Output of docker version:
Client: Docker Engine - Community
Version: 19.03.0-rc2
API version: 1.39 (downgraded from 1.40)
Go version: go1.12.5
Git commit: f97efcc
Built: Wed Jun 5 01:37:53 2019
OS/Arch: darwin/amd64
Experimental: true
Server: Docker Engine - Community
Engine:
Version: 18.09.6
API version: 1.39 (minimum version 1.12)
Go version: go1.10.8
Git commit: 481bc77
Built: Sat May 4 02:02:43 2019
OS/Arch: linux/amd64
Experimental: false
Output of docker-app version:
Version: v0.8.0-rc1
Git commit: 73d86744
Built: Wed Jun 5 01:45:27 2019
OS/Arch: darwin/amd64
Experimental: off
Renderers: none
Invocation Base Image: docker/cnab-app-base:v0.8.0-rc1
Output of docker info:
Client:
Debug Mode: false
Plugins:
app: Docker Application (Docker Inc., v0.8.0-rc1)
buildx: Build with BuildKit (Docker Inc., v0.2.2-tp-docker)
Server:
Containers: 2
Running: 1
Paused: 0
Stopped: 1
Images: 4
Server Version: 18.09.6
Storage Driver: overlay2
Backing Filesystem: xfs
Supports d_type: true
Native Overlay Diff: true
Logging Driver: local
Cgroup Driver: cgroupfs
Plugins:
Volume: local
Network: bridge host macvlan null overlay
Log: awslogs fluentd gcplogs gelf journald json-file local logentries splunk syslog
Swarm: active
NodeID: 43vx9cihpn6a6zktuc7gk23ht
Is Manager: true
ClusterID: jozp5n2jolwr3qogl031ynwgg
Managers: 3
Nodes: 7
Default Address Pool: 10.0.0.0/8
SubnetSize: 24
Orchestration:
Task History Retention Limit: 5
Raft:
Snapshot Interval: 10000
Number of Old Snapshots to Retain: 0
Heartbeat Tick: 1
Election Tick: 10
Dispatcher:
Heartbeat Period: 5 seconds
CA Configuration:
Expiry Duration: 3 months
Force Rotate: 0
Autolock Managers: false
Root Rotation In Progress: false
Node Address: 10.57.11.89
Manager Addresses:
10.57.11.89:2377
10.57.21.108:2377
10.57.31.114:2377
Runtimes: runc
Default Runtime: runc
Init Binary: docker-init
containerd version: bb71b10fd8f58240ca47fbb579b9d1028eea7c84
runc version: 2b18fe1d885ee5083ef9f0838fee39b62d653e30
init version: fec3683
Security Options:
seccomp
Profile: default
Kernel Version: 4.14.123-111.109.amzn2.x86_64
Operating System: Amazon Linux 2
OSType: linux
Architecture: x86_64
CPUs: 2
Total Memory: 961.5MiB
Name: ip-10-57-11-89.transzap.com
ID: KVCQ:MTBJ:6XRJ:DAAF:SCKI:H43U:WERV:FDDU:4EJ3:PRCU:XIT4:VREE
Docker Root Dir: /var/lib/docker
Debug Mode: false
Registry: https://index.docker.io/v1/
Labels:
Experimental: false
Insecure Registries:
127.0.0.0/8
Live Restore Enabled: false
Product License: Community Engine
Additional environment details (AWS, VirtualBox, physical, etc.):
The remote cluster is on AWS. Local client is Docker for Mac.
Hello @kinghuang thank you for filling this pretty weird issue 👍 We will try to reproduce it for investigation, it might take time.
Hi @kinghuang, We couldn't reproduce this issue.
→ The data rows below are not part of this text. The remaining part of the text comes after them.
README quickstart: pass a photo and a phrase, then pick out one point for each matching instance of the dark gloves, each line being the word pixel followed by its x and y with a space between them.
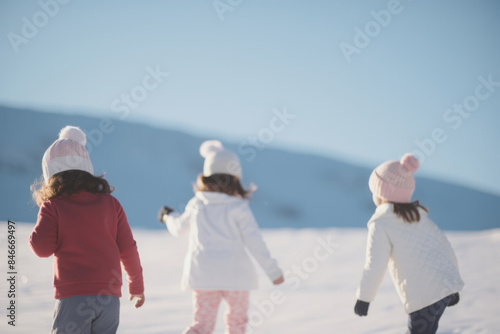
pixel 361 308
pixel 455 298
pixel 164 211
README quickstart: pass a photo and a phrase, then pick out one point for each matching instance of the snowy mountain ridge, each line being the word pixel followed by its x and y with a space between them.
pixel 151 167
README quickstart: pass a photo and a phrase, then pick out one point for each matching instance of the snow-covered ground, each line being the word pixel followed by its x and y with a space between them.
pixel 323 268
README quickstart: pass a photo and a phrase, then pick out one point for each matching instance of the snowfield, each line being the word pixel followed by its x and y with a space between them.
pixel 323 268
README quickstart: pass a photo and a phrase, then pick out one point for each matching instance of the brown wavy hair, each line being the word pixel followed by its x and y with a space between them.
pixel 222 183
pixel 67 183
pixel 408 211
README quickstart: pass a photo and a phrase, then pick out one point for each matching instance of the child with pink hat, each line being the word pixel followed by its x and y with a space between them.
pixel 86 230
pixel 222 231
pixel 401 235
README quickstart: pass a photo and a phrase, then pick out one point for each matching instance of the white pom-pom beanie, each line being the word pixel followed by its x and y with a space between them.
pixel 393 181
pixel 67 153
pixel 218 160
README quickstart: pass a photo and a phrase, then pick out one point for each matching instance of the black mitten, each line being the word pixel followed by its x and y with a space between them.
pixel 455 298
pixel 164 211
pixel 361 308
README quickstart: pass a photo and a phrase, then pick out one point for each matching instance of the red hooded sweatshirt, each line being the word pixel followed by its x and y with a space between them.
pixel 89 236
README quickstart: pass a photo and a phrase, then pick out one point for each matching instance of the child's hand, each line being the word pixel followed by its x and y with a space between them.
pixel 164 211
pixel 361 308
pixel 140 300
pixel 279 280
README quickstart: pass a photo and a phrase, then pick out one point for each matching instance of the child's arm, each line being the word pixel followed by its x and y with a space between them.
pixel 43 239
pixel 378 253
pixel 177 224
pixel 129 257
pixel 255 243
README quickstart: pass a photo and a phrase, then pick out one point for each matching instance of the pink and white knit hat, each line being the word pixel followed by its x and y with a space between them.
pixel 219 160
pixel 67 153
pixel 393 181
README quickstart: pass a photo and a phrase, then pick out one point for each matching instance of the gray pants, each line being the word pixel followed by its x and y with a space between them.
pixel 92 314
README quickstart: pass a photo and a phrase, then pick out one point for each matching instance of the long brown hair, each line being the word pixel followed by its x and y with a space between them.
pixel 222 183
pixel 408 211
pixel 67 183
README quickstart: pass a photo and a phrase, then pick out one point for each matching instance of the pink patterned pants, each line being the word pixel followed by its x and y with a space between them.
pixel 206 304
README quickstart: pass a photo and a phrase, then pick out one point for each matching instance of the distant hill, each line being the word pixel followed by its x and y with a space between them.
pixel 151 167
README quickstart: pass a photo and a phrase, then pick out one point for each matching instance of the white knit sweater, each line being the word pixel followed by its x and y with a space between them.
pixel 221 229
pixel 421 261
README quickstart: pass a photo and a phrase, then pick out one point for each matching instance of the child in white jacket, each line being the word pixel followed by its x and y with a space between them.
pixel 221 228
pixel 422 263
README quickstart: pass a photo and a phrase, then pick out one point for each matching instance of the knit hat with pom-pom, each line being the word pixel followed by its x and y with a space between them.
pixel 218 160
pixel 393 181
pixel 67 153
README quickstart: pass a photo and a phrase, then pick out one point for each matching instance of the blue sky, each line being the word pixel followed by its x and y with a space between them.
pixel 414 77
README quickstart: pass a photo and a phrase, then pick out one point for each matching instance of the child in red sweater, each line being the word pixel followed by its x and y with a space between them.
pixel 86 230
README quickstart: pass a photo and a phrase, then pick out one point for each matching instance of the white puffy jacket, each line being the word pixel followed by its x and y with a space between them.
pixel 422 263
pixel 221 228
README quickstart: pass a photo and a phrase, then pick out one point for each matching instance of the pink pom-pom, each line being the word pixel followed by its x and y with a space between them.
pixel 73 133
pixel 210 147
pixel 410 162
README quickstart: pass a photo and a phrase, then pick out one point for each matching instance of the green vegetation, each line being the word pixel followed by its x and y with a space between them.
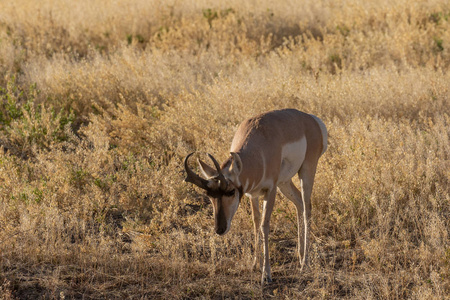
pixel 100 102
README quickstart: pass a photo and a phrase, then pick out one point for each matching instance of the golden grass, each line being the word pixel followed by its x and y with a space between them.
pixel 100 101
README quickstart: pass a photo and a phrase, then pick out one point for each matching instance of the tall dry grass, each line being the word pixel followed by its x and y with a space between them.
pixel 100 101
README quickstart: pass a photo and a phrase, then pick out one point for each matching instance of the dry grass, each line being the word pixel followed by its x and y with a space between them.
pixel 101 100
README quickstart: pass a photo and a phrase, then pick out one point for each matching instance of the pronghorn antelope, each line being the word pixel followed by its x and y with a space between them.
pixel 266 152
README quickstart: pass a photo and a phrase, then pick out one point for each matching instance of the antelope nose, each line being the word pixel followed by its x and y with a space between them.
pixel 221 230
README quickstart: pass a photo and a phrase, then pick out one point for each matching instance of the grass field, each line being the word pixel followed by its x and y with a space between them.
pixel 101 100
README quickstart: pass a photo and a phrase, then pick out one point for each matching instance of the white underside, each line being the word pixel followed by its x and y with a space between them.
pixel 292 157
pixel 323 130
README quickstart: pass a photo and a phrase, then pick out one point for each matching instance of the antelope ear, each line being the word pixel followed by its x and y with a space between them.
pixel 207 171
pixel 236 165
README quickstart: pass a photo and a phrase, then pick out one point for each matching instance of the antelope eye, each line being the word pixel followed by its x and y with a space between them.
pixel 230 193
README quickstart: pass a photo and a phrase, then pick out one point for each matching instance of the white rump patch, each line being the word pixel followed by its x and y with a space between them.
pixel 292 157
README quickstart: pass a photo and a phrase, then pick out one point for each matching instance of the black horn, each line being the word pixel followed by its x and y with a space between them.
pixel 222 180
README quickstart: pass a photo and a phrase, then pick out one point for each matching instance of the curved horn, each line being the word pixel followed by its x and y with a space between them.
pixel 222 180
pixel 192 177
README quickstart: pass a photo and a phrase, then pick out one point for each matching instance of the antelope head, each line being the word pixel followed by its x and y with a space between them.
pixel 224 191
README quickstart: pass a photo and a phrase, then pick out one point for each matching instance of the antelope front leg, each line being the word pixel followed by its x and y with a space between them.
pixel 269 200
pixel 256 223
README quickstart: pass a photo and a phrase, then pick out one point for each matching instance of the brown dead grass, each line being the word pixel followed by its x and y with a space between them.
pixel 100 101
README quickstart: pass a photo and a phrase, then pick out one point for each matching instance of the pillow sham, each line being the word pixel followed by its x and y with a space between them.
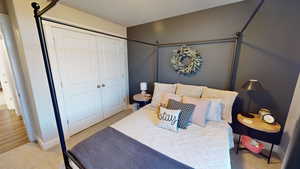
pixel 201 109
pixel 215 109
pixel 186 112
pixel 189 90
pixel 227 97
pixel 159 90
pixel 168 119
pixel 167 96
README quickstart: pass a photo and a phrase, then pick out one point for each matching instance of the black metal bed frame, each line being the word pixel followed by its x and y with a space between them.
pixel 67 155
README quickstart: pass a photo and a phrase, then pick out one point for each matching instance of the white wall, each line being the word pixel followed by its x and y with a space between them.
pixel 2 100
pixel 2 7
pixel 293 117
pixel 21 15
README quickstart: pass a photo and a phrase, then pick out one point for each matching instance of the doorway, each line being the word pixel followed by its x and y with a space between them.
pixel 13 132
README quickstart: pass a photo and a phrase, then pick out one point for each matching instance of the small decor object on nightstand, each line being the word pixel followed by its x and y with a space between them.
pixel 142 99
pixel 258 124
pixel 143 87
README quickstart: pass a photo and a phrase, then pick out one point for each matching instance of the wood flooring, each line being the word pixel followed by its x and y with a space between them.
pixel 12 130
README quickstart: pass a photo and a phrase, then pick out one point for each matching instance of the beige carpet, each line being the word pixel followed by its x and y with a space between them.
pixel 30 156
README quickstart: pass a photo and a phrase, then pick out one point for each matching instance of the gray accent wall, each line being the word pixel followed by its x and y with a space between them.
pixel 269 51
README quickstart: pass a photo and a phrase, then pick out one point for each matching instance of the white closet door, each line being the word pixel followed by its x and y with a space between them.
pixel 113 75
pixel 77 58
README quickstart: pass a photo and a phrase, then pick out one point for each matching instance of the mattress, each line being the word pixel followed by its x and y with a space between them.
pixel 198 147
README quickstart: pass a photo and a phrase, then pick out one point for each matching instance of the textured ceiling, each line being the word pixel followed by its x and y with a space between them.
pixel 135 12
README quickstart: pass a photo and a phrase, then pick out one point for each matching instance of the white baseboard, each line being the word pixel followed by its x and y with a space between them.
pixel 49 144
pixel 277 149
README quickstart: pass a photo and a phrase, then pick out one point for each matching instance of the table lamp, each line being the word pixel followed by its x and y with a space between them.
pixel 143 87
pixel 250 86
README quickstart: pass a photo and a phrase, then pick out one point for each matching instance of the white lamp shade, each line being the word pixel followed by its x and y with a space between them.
pixel 143 86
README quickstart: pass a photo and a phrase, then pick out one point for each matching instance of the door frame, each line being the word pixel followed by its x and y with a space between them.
pixel 22 105
pixel 55 69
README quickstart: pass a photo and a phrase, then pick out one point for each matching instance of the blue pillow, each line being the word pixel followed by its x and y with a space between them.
pixel 185 114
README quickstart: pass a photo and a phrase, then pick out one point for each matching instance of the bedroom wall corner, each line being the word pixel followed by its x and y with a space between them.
pixel 291 122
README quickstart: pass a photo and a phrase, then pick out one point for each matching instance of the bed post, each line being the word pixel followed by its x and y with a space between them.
pixel 157 61
pixel 238 44
pixel 39 24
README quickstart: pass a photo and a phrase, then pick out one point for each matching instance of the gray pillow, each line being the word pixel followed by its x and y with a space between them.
pixel 185 114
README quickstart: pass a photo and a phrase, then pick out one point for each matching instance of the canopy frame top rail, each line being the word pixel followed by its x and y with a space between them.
pixel 38 15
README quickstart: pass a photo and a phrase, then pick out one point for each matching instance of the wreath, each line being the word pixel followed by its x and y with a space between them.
pixel 186 60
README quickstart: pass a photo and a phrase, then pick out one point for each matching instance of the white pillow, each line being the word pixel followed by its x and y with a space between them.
pixel 168 119
pixel 227 97
pixel 159 90
pixel 215 109
pixel 189 90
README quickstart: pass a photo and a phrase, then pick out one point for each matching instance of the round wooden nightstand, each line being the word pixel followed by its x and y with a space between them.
pixel 142 99
pixel 257 124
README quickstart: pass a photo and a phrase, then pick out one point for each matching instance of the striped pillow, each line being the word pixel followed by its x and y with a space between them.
pixel 186 112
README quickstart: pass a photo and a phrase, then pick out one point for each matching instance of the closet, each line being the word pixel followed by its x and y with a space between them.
pixel 90 74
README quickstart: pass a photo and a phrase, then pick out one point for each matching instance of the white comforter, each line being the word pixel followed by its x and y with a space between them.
pixel 198 147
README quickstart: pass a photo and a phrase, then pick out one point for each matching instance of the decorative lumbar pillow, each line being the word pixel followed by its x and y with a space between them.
pixel 189 90
pixel 227 97
pixel 201 109
pixel 167 96
pixel 215 109
pixel 159 90
pixel 186 112
pixel 168 119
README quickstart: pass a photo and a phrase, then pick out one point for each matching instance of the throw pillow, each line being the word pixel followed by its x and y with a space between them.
pixel 159 90
pixel 168 119
pixel 227 97
pixel 186 112
pixel 167 96
pixel 189 90
pixel 215 109
pixel 201 109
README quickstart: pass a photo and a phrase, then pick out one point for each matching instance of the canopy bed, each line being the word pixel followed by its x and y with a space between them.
pixel 131 132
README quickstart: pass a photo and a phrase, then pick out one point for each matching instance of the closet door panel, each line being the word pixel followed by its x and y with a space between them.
pixel 112 69
pixel 77 60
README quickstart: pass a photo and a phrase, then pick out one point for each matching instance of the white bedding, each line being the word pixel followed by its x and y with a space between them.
pixel 198 147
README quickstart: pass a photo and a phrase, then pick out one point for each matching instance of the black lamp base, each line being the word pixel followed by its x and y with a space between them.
pixel 248 115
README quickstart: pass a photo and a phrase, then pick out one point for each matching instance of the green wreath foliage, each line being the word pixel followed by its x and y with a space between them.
pixel 186 60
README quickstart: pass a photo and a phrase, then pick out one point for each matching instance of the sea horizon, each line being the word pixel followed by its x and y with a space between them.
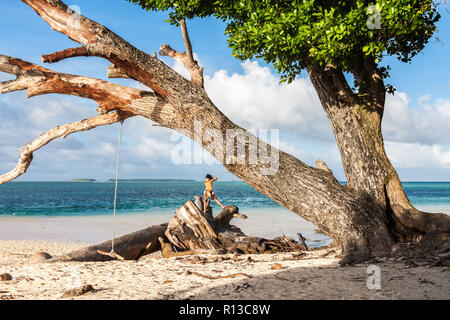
pixel 82 211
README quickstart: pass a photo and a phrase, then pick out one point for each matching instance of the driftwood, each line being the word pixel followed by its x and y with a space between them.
pixel 129 246
pixel 191 231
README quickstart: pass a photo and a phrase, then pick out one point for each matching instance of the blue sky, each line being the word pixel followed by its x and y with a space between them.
pixel 416 125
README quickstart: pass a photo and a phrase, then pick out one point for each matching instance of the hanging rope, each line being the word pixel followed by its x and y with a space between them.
pixel 112 253
pixel 115 188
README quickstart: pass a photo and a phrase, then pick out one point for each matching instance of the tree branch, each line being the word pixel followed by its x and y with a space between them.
pixel 187 41
pixel 26 152
pixel 38 80
pixel 64 54
pixel 194 69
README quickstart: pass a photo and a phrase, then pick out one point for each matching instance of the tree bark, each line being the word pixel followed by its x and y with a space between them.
pixel 131 246
pixel 365 218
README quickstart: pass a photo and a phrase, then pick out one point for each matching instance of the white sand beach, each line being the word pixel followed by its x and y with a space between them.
pixel 312 275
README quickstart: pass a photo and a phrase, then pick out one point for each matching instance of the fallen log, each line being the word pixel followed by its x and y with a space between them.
pixel 191 231
pixel 129 246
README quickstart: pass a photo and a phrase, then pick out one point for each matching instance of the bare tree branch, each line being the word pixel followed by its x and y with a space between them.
pixel 102 42
pixel 38 80
pixel 115 72
pixel 26 152
pixel 64 54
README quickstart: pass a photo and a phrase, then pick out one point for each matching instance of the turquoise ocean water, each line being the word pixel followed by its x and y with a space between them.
pixel 61 206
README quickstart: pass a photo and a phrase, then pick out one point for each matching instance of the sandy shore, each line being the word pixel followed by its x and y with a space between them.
pixel 315 275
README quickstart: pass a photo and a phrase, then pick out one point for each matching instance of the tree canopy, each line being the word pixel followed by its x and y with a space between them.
pixel 292 35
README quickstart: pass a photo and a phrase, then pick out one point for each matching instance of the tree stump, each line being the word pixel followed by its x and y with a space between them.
pixel 189 229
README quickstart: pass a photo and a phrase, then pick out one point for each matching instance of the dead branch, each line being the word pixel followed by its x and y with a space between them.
pixel 102 42
pixel 26 152
pixel 115 72
pixel 187 58
pixel 234 275
pixel 38 80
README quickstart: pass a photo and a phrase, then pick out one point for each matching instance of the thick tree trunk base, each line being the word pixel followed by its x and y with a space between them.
pixel 131 246
pixel 189 232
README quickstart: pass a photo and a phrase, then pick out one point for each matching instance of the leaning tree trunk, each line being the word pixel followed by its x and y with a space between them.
pixel 356 124
pixel 361 217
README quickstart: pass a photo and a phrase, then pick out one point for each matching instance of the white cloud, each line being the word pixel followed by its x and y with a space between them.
pixel 427 123
pixel 415 155
pixel 415 137
pixel 257 100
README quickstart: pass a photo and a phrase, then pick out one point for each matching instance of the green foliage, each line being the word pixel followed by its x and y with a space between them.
pixel 294 34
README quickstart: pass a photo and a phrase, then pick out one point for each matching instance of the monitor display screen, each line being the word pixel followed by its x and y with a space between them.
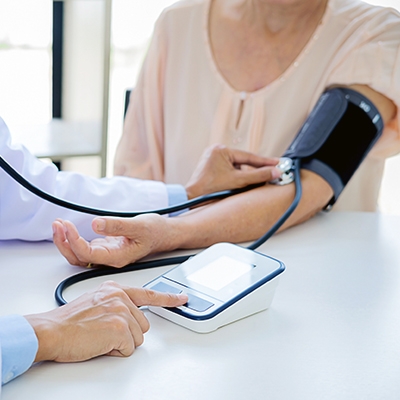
pixel 220 273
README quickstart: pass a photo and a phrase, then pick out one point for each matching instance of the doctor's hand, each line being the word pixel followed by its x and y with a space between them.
pixel 126 240
pixel 220 168
pixel 106 321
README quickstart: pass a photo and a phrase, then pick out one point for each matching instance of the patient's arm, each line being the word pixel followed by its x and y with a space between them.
pixel 243 217
pixel 240 218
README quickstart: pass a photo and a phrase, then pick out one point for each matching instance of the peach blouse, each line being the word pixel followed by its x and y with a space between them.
pixel 182 103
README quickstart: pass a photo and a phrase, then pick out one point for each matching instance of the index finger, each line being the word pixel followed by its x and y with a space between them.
pixel 245 157
pixel 148 297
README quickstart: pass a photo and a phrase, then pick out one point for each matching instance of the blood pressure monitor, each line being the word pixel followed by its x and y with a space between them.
pixel 224 283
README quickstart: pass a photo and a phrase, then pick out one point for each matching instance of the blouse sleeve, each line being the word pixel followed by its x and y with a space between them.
pixel 371 57
pixel 140 150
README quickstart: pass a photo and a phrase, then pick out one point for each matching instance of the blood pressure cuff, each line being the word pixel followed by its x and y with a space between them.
pixel 337 136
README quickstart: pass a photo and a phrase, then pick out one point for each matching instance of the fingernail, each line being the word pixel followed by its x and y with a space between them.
pixel 276 173
pixel 100 224
pixel 183 297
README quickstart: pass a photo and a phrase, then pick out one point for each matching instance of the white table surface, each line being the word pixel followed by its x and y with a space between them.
pixel 332 332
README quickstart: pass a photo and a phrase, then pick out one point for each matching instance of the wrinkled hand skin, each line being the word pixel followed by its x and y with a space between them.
pixel 106 321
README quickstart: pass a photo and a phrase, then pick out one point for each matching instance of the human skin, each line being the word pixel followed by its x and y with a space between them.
pixel 106 321
pixel 253 43
pixel 236 219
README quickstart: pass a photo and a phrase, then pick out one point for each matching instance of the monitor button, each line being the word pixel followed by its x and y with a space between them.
pixel 197 304
pixel 164 288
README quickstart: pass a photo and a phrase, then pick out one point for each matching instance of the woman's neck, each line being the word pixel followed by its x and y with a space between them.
pixel 275 17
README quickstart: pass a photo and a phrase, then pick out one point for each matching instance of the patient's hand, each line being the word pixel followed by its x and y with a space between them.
pixel 125 241
pixel 220 168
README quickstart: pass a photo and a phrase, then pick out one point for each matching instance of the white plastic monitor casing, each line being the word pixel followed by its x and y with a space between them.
pixel 224 283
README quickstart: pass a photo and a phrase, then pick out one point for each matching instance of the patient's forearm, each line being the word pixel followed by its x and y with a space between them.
pixel 247 216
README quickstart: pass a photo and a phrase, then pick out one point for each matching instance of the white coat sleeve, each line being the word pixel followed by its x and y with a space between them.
pixel 18 347
pixel 27 217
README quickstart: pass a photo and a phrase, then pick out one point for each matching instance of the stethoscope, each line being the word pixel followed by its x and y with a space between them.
pixel 291 172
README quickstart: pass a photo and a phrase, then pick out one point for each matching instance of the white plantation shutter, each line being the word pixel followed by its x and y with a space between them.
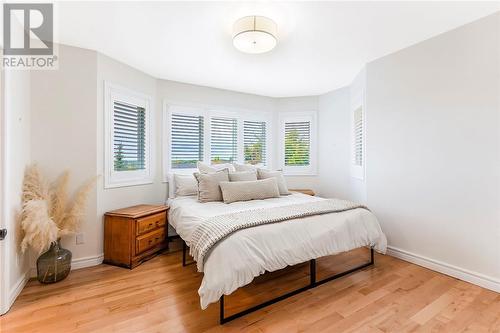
pixel 187 143
pixel 254 142
pixel 297 143
pixel 358 142
pixel 129 136
pixel 223 140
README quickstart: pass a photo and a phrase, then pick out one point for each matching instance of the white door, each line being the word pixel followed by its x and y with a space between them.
pixel 3 245
pixel 4 266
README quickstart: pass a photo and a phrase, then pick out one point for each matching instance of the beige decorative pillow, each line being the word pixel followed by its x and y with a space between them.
pixel 205 168
pixel 208 185
pixel 249 190
pixel 185 185
pixel 242 176
pixel 245 167
pixel 265 174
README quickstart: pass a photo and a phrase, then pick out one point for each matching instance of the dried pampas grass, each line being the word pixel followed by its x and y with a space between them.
pixel 45 215
pixel 39 229
pixel 70 223
pixel 58 198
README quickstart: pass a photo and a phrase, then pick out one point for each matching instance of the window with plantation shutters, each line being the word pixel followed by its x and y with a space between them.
pixel 297 143
pixel 358 137
pixel 129 136
pixel 187 140
pixel 254 142
pixel 223 140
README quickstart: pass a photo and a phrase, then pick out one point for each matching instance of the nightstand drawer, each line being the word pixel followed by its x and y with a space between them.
pixel 150 240
pixel 149 223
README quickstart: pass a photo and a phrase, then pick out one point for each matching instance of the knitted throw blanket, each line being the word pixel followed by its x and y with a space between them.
pixel 216 228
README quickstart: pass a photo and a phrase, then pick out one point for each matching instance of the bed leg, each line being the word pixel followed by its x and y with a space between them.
pixel 221 312
pixel 184 249
pixel 312 269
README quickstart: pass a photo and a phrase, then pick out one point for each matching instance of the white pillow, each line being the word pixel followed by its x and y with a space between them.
pixel 245 167
pixel 181 184
pixel 242 176
pixel 205 168
pixel 265 174
pixel 249 190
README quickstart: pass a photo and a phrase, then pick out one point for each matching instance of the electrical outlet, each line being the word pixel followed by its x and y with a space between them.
pixel 80 238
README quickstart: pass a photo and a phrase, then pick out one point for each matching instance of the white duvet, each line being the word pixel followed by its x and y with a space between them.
pixel 236 260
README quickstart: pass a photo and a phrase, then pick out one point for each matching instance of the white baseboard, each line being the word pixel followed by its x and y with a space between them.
pixel 18 287
pixel 78 263
pixel 87 262
pixel 479 279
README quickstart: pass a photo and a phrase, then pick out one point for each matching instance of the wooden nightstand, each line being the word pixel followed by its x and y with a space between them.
pixel 305 191
pixel 134 234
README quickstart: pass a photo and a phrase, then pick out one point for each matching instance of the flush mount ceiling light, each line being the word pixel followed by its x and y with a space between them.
pixel 254 34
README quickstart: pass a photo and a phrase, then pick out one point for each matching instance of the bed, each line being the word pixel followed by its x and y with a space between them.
pixel 245 254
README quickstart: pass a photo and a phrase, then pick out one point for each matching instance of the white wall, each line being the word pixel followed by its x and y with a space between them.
pixel 433 150
pixel 64 132
pixel 334 145
pixel 17 155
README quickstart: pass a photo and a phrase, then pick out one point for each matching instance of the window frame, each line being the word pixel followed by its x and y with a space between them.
pixel 209 111
pixel 311 117
pixel 112 178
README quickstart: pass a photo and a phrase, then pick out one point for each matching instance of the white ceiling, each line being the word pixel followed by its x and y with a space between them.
pixel 322 45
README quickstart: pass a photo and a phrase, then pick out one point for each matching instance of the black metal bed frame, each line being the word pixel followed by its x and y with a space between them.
pixel 312 284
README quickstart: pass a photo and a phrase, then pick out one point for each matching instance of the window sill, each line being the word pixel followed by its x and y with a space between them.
pixel 117 184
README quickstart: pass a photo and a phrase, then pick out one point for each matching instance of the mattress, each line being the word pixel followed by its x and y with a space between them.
pixel 245 254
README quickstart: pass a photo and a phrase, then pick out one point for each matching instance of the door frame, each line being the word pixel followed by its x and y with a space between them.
pixel 4 268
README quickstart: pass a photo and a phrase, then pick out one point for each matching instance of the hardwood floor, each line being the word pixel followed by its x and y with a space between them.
pixel 161 296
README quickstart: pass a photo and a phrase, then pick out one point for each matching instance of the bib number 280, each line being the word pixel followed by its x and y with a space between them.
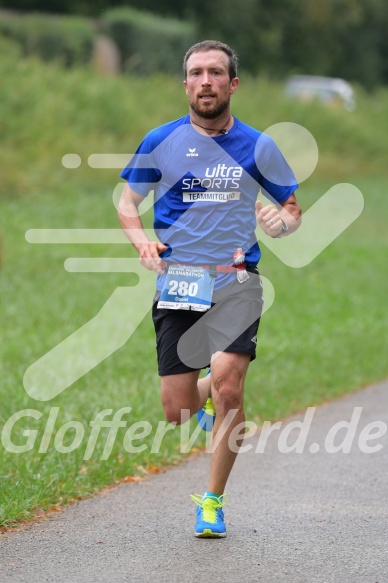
pixel 183 288
pixel 187 288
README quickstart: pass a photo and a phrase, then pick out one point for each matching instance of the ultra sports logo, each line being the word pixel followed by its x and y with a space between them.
pixel 221 182
pixel 97 339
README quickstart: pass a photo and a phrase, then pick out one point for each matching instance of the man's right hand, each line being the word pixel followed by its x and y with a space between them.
pixel 149 255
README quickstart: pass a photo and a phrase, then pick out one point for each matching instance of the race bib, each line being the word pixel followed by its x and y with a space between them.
pixel 187 288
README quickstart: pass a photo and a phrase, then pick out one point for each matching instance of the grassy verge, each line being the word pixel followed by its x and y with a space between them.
pixel 324 336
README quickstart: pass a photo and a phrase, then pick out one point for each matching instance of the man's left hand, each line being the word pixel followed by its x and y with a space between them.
pixel 268 218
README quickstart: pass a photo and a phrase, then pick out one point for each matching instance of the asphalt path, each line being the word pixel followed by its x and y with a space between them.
pixel 319 515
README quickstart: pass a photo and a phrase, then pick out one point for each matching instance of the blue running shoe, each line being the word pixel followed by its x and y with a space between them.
pixel 206 416
pixel 210 516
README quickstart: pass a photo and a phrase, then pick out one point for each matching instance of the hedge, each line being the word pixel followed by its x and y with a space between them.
pixel 68 39
pixel 149 43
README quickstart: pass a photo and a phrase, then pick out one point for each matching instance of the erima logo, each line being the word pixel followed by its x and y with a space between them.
pixel 192 152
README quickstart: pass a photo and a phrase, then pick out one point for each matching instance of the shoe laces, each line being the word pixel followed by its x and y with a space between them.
pixel 209 407
pixel 209 506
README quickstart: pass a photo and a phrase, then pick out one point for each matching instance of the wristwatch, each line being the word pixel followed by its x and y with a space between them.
pixel 283 231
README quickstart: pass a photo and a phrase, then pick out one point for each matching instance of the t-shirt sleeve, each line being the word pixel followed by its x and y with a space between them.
pixel 142 172
pixel 275 175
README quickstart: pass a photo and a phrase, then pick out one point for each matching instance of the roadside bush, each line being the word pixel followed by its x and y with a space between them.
pixel 68 39
pixel 148 43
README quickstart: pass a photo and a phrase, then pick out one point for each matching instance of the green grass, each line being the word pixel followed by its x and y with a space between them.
pixel 324 336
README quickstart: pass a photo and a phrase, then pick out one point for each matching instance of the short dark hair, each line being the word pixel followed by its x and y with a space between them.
pixel 211 45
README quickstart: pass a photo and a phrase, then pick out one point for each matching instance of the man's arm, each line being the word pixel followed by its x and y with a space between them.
pixel 133 228
pixel 281 220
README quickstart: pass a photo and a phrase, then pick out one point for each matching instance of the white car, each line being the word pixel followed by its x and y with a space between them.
pixel 328 90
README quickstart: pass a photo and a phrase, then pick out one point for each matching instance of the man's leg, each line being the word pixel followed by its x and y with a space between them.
pixel 228 375
pixel 183 392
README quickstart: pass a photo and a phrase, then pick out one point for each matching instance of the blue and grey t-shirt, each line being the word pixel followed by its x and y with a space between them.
pixel 205 189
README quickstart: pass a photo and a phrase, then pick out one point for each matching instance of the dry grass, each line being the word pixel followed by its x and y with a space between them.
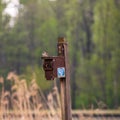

Can you provide more information about the setup? If you get this issue again, could you try to connect manually to the VM and check if the docker daemon is running?
@aiordache Thanks for looking into it. I believe the behaviour I'm seeing is caused by VPN. I hop between multiple VPN tunnels to get access to all my clusters. I'll try to come up with a reproducible case.